Complexity, trust, and politics

Who can we trust in the complexities of political issues?
Politicians? Commentators?
None of the above?
For those Americans and Israelis reading these notes, the examples of Donald Trump and Benyamin Netanyahu may be setting new standards at the bottom of whatever can be called trust.
Trump claimed to have reached new understandings with both the North Korean and Russian leader a few minutes into a long scheduled and seemingly well planned meeting.
His claim of success should remind us of Neville Chamberlain bringing peace to his time. And while the unravelling of Chamberlain’s claim was much more deadly and complete than anything that has yet happened to Trump, what followed soon after Trump’s announcements have not been promising.
Bibi gets into this note by virtue of his boast that it was he who persuaded Donald Trump to remove the United States from the deal that Barack Obama has reached with Iran.

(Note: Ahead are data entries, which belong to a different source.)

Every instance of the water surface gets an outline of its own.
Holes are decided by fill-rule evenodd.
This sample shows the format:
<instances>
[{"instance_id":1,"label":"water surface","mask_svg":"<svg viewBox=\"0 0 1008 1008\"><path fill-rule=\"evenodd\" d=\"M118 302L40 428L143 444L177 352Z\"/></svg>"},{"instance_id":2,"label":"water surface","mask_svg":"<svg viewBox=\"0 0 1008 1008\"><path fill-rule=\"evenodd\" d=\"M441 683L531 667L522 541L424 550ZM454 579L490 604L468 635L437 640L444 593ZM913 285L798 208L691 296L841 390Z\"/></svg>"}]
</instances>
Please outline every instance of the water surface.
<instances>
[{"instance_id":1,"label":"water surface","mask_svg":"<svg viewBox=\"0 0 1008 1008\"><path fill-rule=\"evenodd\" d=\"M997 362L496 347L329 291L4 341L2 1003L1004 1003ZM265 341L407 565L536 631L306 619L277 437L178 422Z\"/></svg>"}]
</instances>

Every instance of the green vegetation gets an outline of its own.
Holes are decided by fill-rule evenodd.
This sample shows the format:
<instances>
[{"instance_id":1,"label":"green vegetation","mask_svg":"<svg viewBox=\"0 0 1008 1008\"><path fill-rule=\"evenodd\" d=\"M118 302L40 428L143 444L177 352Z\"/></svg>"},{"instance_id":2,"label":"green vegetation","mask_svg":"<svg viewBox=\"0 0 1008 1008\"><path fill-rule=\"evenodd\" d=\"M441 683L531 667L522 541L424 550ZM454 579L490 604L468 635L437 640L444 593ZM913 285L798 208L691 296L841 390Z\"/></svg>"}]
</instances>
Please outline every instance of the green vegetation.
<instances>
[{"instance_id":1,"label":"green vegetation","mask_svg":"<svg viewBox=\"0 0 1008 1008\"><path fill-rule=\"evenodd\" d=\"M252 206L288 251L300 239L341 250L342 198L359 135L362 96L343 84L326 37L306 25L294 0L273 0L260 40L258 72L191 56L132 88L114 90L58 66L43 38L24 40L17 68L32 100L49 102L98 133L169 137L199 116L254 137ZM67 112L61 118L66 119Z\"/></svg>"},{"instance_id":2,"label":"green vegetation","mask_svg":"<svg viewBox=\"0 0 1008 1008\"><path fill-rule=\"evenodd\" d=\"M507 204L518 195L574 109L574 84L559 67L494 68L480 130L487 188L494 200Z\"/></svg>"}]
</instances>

Guesses are that this is part of his campaign to firm up his standing, against the closing in of the police and prosecutors, and a hope to rescue himself via another win at the polls.
A Nationality Law, and legislation that closes the option of Israeli surrogacy motherhood for homosexual couples have caused their mid-summer excitements, but the Knesset is closed until after the holidays. The Prime Minister is going on vacation, along with many others.
Beyond these events are numerous indications that Americans, Israelis, and most likely the residents of all other interesting places contend with a host of knotty and insoluble issues. Indications are that many people protect themselves from endless pondering by taking a posture of indifference, or ignore the whole bundle of what’s called “politics” and focus on other things.
Somewhere on the list of the difficult issues are these:
Can anything be done about the freedom of Americans to acquire firearms, and the world record violence associated with it?
What might be done to penetrate the world of drugs, sex, and violence that passes from generation to generation in the American underclass?
Can Israelis find a way to penetrate the enmity between different clusters of Palestinians in order to reach some kind of accord with those provoked to continue the violence.
And what about Israelis certain that God gave it all to us, and being Chosen means something close to being a master race?
These are arguably the most pressing chronic insolubles of each society. And all of the questions bring us quickly to more detailed concerns, where there are numerous ideas, proposals, research findings, and simplistic ideologies that feed disputes with no end about what should be done, and what can be done, and what would be the likely results.
Comedians and commentators in both societies earn their livings by ridiculing or pondering the ideas that politicians express.
Currently making the rounds is a video aping Americans advocating guns as a protection against guns. It purports to show an idea coming out of Israeli security organizations, and the enthusiasm that greets it from American politicians.
Googling “Fake President” produces 622 million hits, including a bumper sticker with Trump’s picture.
Most likely he’s not the only one turning the word onto its popularizer. 
Given the President’s idea of providing guns to teachers, one can wonder if this really is parody or something serious. There are, indeed, lots of American web sites claiming the virtues of early age training in the use of firearms.
Where to go with all this?
Perhaps to the gym, the beach, or to the stadium for those not into exercise or participating in a competitive sport.
Libraries are out of date, but the Internet, Kindle, and Amazon provide ample opportunities for those whose route out of serious politics is via mysteries, science fiction, romance, or pornography.
Indifference is available to us all. Most likely it’s the way even for involved activists in issue A to escape confusion for frustration about issues B through Z.
Politics is not for everyone, and obsession about any political issue is not likely to be helpful or healthy.
Even professional politicians protect themselves by indifference. For many of them—perhaps most or even all but a few—the outcome of a policy dispute is less important than avoiding making themselves look bad.
For all of us, it is at least partly a game. More important, perhaps, than the World Cup or the World Series. Who’s chosen to lead can bring us to stability, marginal improvement, or great disaster. However, many are already convinced that there isn’t a dime’s worth of difference between the major contenders.
What politicians advocate is only one of the factors influencing what governments are likely to do. Also involved are the disputes among experts about what’ll work or what is possible. And most issues are adversarial. That is, Israeli options are affected by what Palestinians demand, and they have never been united.
Conflicts between Fatah and Hamas have been as bloody and without resolution as anything between Israel and any cluster of Palestinians.
Americans can propose what they will for dealing with drugs, guns, or underage sex, but penetrating the social groups most troubled by that trio has eluded generations of advocates with good intentions.
It’s best to relax, if possible.
And find a place of safety if appropriate.
Do what may help to keep the real bastards at bay, whoever they are.